You can tell how much an RPG system cares about a thing by how granular the rules for it are.

I’ve known this for a while, of course. RPGs evolved out of historical war-gaming, so many of them have incredibly detailed rules for combat, and much less detailed frameworks for other activities. But there’s another angle on this that I don’t think about as often, which is: when you get a bonus, how restrictive vs. broad is the application of that bonus?

In L5R, there’s a spell that gives you a boost to Perception-based rolls. All Perception-based rolls. Vision? Hearing? Scent? Reading people’s behavior? Commanding an army in battle? (For reasons of setting philosophy, that’s based on Perception.) This spell boosts all of them. Because although L5R is better at caring about non-combat stuff than some game systems, it’s really not all that interested in the finer-grained applications of Perception. Instead of having many spells that give you bonuses to different kinds of Perception, there’s one that hits them all.

Or Pathfinder. My PC has a magic item that gives a +3 to all Charisma-based skill checks, because Pathfinder, like most D&D, fundamentally doesn’t give a damn about social interaction. There is not, to my knowledge, a magic item that gives a +3 (or a +anything) to all Dexterity-based skill checks, because that would include Stealth (good for avoiding combat or taking the enemy by surprise), Acrobatics (good for avoiding attacks of opportunity in combat), Ride (good for anybody engaging in mounted combat), Disable Device (good for picking locks and disarming traps), and Escape Artist (good for escaping entangle and grapples in combat), among others. But handing out a cheap blanket bonus to Bluff, Diplomacy, Disguise, Handle Animal, Intimidate, Perform, and Use Magic Device? Eh, why not. That last is pretty much the only one that will often matter in combat, unless you’ve taken all the feats necessary to make feinting via Bluff a useful thing to do. And the game is relatively uninterested in what happens outside of combat.

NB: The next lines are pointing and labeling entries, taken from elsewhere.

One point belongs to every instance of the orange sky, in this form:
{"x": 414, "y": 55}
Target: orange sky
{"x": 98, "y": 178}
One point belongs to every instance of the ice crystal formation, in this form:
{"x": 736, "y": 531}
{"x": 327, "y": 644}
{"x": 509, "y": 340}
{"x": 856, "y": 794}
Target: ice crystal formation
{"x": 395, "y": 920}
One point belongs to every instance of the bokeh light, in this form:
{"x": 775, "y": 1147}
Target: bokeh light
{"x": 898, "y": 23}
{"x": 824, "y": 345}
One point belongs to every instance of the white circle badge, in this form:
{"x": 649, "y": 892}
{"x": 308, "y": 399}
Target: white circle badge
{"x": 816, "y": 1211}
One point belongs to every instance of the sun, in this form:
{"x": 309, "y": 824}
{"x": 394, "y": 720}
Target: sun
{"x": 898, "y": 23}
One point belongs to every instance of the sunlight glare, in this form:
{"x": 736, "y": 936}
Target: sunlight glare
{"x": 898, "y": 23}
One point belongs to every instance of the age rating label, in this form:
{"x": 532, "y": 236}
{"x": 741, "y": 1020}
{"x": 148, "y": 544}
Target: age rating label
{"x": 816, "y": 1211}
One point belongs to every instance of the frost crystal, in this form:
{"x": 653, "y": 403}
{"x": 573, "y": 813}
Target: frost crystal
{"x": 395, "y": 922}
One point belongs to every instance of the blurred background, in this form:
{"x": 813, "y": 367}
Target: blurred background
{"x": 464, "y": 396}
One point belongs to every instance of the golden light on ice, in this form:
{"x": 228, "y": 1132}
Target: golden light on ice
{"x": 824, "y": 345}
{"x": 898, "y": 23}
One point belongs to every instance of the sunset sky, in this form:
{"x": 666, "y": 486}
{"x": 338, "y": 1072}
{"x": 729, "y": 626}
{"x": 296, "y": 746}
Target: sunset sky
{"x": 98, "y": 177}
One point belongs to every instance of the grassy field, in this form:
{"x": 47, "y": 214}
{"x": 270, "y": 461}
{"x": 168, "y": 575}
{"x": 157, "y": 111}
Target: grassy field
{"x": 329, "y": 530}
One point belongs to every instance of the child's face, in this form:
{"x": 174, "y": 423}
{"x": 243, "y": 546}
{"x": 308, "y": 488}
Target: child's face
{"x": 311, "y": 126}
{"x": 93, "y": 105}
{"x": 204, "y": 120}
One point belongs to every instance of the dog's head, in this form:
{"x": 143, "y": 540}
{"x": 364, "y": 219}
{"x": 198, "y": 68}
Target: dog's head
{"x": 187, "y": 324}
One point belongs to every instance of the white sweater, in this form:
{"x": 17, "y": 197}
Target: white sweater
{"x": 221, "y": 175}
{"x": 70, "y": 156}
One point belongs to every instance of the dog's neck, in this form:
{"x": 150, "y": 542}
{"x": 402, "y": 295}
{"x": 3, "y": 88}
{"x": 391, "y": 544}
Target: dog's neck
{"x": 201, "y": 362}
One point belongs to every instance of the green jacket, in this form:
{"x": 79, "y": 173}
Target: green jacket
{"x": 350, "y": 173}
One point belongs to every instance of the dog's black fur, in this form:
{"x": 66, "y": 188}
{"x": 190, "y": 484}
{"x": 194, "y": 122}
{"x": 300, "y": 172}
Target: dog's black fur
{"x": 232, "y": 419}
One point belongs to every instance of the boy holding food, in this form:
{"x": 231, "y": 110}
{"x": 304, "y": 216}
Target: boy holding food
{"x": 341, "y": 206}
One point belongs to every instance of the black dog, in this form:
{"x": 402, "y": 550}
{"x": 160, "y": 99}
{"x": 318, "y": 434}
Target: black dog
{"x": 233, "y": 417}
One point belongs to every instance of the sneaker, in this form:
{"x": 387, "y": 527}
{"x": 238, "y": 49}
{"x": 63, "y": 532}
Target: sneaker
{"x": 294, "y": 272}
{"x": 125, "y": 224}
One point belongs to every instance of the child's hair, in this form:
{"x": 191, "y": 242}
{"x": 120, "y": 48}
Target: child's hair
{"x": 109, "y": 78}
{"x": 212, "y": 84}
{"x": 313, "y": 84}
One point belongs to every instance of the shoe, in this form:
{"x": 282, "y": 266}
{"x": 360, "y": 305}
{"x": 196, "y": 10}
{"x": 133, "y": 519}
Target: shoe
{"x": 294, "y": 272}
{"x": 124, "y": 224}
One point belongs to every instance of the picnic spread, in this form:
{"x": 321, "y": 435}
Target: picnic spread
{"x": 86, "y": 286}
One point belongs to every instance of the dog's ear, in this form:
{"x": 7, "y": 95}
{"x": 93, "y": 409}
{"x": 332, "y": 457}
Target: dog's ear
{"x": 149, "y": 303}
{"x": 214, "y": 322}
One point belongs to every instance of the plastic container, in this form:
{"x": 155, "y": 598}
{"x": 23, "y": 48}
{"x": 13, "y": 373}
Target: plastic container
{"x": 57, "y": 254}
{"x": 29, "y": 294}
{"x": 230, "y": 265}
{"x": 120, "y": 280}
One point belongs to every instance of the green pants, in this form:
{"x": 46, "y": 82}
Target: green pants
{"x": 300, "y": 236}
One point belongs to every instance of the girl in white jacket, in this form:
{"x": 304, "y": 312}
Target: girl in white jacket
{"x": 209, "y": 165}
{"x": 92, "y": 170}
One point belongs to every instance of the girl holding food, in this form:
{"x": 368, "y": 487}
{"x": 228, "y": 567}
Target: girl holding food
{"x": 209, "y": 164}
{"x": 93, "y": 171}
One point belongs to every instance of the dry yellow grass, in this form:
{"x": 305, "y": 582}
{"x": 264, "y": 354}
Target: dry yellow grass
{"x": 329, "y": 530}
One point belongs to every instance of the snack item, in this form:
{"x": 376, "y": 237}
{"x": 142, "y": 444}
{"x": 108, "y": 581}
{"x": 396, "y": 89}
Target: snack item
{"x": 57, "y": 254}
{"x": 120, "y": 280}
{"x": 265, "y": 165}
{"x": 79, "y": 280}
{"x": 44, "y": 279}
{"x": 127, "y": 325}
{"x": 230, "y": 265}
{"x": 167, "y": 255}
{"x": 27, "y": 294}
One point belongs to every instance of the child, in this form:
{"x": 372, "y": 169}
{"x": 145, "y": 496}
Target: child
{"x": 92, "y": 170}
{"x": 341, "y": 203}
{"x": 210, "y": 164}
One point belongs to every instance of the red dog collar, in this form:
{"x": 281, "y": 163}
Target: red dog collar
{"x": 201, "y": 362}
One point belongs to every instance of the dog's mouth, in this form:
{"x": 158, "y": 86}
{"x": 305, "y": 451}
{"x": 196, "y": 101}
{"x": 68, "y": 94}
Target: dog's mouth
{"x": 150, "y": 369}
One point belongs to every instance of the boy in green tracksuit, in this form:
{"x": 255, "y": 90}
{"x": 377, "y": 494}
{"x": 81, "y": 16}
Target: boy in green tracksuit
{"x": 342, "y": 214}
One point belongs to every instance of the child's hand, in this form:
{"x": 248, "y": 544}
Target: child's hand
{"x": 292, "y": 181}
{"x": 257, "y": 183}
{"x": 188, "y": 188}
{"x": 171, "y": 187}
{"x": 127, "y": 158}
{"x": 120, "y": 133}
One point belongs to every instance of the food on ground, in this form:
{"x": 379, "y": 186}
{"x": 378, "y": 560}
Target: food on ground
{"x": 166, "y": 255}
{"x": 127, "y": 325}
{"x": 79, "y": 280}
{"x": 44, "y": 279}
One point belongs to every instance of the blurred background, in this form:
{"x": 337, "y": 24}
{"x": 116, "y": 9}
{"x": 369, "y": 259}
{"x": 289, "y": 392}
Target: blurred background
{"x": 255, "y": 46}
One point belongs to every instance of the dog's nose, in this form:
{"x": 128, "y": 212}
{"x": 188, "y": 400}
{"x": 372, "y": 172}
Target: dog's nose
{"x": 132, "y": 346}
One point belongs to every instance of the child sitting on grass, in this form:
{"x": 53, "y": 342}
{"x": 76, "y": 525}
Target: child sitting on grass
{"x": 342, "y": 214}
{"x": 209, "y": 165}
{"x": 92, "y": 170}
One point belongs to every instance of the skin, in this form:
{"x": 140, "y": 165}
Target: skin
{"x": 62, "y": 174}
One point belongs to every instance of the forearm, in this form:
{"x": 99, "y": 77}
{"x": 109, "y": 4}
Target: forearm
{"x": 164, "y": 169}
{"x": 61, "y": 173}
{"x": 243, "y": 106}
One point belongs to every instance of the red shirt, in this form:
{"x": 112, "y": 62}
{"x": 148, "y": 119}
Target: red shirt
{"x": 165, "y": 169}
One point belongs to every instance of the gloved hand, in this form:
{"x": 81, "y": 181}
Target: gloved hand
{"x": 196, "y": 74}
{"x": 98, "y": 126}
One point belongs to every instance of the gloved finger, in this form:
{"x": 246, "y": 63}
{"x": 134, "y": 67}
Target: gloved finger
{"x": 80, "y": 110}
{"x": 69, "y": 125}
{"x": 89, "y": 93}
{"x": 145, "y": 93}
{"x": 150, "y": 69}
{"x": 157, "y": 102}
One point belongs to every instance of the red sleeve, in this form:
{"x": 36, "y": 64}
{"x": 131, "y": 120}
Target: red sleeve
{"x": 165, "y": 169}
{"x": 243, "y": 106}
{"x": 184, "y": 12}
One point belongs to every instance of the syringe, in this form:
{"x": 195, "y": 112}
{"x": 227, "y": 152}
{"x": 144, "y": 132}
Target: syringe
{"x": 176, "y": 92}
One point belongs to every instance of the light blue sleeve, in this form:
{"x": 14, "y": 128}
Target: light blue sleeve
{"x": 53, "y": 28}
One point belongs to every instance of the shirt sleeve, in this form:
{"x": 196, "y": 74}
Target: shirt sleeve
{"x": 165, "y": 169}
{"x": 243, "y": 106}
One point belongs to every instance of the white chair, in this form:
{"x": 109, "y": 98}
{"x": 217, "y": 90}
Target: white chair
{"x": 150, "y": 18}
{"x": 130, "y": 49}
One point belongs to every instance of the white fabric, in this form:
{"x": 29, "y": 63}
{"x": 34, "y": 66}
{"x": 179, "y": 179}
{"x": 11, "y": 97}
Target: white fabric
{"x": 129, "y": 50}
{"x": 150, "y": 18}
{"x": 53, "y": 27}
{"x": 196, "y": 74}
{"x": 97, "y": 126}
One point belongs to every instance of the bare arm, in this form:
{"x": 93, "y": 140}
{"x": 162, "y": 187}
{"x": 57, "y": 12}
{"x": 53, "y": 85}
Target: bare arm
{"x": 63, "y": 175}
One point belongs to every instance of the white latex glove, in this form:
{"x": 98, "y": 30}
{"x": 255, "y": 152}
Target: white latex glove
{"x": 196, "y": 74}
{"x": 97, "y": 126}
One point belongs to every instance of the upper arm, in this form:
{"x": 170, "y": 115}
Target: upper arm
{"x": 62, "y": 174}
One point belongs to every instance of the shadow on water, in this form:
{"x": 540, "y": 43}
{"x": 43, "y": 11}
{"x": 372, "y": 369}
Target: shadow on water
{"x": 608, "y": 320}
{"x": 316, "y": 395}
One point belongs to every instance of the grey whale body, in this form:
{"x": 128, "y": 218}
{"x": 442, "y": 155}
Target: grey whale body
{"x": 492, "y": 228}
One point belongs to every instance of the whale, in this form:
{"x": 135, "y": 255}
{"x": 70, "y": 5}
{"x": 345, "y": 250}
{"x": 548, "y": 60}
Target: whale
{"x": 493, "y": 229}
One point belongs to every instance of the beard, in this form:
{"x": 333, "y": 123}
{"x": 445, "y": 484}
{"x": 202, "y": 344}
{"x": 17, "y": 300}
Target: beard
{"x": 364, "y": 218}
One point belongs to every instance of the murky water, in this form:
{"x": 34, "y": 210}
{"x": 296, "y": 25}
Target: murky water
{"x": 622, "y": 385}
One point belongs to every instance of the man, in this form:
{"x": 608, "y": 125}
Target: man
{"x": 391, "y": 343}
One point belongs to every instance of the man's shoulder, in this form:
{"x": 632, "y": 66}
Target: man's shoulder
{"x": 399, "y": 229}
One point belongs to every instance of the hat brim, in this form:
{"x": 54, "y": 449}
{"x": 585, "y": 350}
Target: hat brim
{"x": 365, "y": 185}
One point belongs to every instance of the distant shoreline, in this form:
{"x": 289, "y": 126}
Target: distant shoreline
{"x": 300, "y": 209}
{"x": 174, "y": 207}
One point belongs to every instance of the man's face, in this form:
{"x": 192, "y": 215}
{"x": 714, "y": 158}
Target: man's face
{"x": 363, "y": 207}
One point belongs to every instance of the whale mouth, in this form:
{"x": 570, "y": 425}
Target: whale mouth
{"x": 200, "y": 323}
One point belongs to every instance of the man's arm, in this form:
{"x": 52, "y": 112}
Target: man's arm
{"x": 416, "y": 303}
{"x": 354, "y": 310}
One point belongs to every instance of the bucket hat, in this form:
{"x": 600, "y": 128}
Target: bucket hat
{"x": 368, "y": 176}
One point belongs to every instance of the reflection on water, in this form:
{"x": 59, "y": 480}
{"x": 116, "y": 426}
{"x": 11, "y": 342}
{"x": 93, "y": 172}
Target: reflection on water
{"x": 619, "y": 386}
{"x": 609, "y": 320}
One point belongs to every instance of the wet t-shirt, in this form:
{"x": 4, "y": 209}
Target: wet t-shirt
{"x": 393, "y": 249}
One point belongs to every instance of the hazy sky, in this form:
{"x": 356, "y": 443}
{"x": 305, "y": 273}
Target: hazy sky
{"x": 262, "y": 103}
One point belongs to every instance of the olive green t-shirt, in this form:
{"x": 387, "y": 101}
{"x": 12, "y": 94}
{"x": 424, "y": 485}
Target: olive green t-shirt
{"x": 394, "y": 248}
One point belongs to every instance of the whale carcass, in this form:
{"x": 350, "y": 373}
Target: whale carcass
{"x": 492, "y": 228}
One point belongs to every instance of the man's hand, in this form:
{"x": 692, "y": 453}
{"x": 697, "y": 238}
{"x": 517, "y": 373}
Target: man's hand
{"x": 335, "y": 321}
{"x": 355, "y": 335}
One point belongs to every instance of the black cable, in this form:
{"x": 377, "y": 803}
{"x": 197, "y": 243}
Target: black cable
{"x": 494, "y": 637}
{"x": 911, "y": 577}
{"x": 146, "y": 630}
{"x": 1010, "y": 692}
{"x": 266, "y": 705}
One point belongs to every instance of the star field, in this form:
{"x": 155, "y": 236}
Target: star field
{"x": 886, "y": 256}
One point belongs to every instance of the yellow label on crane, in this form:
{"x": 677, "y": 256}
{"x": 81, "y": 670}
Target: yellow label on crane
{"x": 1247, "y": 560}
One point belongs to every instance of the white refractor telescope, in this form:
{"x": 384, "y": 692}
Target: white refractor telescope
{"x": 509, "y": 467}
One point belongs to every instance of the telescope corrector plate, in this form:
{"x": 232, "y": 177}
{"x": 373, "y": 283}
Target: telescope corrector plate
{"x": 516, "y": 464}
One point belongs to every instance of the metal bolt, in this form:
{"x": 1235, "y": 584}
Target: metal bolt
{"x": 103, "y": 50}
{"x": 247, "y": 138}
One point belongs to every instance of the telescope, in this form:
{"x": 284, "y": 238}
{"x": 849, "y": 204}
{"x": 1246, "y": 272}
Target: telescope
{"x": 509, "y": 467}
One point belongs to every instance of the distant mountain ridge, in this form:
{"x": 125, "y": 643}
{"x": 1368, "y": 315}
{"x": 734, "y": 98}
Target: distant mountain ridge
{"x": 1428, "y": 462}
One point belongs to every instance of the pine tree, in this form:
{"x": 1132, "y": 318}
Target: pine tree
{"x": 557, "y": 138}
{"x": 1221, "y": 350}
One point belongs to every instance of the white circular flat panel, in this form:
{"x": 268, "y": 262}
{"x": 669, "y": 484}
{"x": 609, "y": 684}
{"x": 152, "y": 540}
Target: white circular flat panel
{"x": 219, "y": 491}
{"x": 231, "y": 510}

And then you get players arguing that doing X isn’t very interesting. They’re right, in a way, because the rules have made it uninteresting. All you need is this single effect and you’re great at the whole shebang. But if the rules started from the assumption that X is interesting, and treated it with the same care and complexity of flavor they use for other aspects of play, it might be a different story.

(No game can do that for every single aspect, of course. If you tried, you’d wind up with something of unplayable complexity. But it would be nice to see that care and attention given to things other than combat more often.)